左からアップル「Vision Pro」59万9800円〜、バイトダンス(ピコ)「Pico4 Pro」日本未発売、メタ「Quest 3」7万4800円〜(筆者撮影)

「XRやメタバースはオワコン」という言葉も聞く。しかしデバイスメーカーはARグラスやXRヘッドセットといったデバイスの開発や、XR関連技術の研究開発に積極的だ。市場の反応も変わりつつある。

なおXR(クロスリアリティ)とは大きめのヘッドセット型のVR(バーチャルリアリティ・仮想現実)技術、サングラスのようなメガネ型が多いAR(オーグメンテッドリアリティ・拡張現実)技術、ヘッドセットとメガネ型の両方があるMR(ミクストリアリティ・複合現実)技術を総称した言葉だ。

メタの2024年度第2四半期決算説明会において、マーク・ザッカーバーグはXRデバイスやメタバース領域を扱うReality Labsの売上高が、前年同期比で約28%増加したことを発表。この成長の要因となったのがXRヘッドセットのQuest 3だとも説明した。

アメリカの投資銀行Piper Sandlerも、アメリカに住む10代の子どもたちの33%が毎週VRヘッドセットのゲームで遊んでいるという調査結果を発表しており、VRを含むXRは普及期に入ってきたと考えられる状況になってきた。

定評あるアプリがすぐに使えるアップル

XR関係のデバイスを開発している企業を見ると、メタのほかにアップル、Google、HTC、バイトダンス(ピコ)などの名前が確認できる。このうち特に強力なプレーヤーと見られるのがアップルとGoogle、そしてメタだ。
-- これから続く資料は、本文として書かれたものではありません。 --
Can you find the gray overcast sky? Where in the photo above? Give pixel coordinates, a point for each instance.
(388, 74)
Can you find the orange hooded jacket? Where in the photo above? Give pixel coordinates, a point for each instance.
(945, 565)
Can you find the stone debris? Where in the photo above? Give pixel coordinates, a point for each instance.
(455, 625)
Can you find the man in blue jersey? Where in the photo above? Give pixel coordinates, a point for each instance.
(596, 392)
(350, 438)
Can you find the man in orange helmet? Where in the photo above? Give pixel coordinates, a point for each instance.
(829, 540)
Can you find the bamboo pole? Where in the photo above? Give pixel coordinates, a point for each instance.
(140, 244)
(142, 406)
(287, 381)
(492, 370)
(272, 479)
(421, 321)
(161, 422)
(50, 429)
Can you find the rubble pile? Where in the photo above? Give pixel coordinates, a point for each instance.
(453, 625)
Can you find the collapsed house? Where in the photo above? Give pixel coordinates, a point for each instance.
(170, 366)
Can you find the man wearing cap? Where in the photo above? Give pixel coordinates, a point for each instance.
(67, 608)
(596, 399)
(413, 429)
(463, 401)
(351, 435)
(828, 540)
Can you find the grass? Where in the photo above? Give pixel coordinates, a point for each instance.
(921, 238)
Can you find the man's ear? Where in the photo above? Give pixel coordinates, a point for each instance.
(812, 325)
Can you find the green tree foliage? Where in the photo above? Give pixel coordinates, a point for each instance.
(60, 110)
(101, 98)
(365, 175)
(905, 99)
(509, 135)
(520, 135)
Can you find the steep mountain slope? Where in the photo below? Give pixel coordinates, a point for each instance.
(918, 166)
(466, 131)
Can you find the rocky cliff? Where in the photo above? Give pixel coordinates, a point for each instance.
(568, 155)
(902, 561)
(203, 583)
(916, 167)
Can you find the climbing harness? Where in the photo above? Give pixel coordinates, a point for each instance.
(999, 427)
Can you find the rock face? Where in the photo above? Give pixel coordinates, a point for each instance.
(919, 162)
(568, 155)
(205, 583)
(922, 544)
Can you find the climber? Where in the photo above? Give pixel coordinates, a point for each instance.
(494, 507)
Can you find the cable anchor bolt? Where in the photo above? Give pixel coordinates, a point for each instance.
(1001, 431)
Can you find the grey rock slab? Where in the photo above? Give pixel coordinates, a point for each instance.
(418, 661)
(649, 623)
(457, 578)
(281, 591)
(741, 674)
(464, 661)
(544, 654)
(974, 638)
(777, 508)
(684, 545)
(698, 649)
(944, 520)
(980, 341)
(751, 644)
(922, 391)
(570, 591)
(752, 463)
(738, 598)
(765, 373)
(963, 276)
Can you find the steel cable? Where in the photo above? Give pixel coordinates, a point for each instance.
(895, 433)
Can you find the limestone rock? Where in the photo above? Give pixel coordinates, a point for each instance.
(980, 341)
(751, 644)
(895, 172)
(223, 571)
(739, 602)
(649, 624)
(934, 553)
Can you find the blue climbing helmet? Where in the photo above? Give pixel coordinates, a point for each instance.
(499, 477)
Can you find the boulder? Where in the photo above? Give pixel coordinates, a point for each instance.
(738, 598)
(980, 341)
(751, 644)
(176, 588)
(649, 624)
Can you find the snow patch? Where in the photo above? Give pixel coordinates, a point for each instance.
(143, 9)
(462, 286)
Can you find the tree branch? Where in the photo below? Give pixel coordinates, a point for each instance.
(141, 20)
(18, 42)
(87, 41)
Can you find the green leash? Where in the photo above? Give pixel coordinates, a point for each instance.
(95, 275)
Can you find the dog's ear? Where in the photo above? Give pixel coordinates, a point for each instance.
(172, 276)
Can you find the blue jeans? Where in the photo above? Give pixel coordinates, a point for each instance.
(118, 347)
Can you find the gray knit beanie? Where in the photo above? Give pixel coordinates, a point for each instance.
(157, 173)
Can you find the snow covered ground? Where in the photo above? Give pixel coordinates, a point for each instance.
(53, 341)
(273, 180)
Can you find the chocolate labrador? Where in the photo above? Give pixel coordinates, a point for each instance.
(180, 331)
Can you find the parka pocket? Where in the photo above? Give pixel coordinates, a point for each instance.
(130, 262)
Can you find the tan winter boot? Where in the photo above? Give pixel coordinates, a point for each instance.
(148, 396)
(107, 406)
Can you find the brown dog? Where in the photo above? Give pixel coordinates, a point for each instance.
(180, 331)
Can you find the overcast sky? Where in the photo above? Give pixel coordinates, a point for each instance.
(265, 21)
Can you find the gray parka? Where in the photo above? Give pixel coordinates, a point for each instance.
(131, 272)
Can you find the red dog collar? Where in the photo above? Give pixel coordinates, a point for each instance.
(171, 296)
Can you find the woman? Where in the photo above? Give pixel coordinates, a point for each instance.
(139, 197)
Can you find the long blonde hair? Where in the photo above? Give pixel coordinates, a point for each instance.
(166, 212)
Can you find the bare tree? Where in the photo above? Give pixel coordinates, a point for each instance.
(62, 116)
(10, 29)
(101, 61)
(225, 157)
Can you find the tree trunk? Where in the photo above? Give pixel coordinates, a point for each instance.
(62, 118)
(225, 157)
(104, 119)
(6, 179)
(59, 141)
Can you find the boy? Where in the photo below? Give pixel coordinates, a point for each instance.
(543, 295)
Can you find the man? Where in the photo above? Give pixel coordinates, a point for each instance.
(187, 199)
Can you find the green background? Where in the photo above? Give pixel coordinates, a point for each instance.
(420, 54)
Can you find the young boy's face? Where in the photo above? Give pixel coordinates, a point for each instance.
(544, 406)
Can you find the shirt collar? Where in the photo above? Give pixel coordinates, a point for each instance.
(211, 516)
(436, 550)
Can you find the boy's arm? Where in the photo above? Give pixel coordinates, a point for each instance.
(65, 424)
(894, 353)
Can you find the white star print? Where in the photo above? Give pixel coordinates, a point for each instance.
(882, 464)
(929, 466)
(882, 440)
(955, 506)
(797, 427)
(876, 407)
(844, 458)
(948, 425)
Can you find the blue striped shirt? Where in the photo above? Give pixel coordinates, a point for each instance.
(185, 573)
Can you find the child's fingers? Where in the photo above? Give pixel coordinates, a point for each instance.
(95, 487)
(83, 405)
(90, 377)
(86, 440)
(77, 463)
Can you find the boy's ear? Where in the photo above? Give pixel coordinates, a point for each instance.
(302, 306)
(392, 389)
この3社は独自OSも開発しており、世界中のアプリ開発者を巻き込んでいくエコシステム構想も意識している。

アップルの強みは、すでに多くのスマートフォン・タブレット用のアプリを持っていること。XRヘッドセットなのになぜモバイル用アプリが関係しているのかというと、自社製XRヘッドセットのVision Proは、Vision Pro用アプリだけではなくiOS用アプリもシームレスに扱うことができるため。しかも仮想空間内に各アプリの画面を自由に配置できるメリットもあり、空間コンピューターという未来のデバイスを体現している強みもある。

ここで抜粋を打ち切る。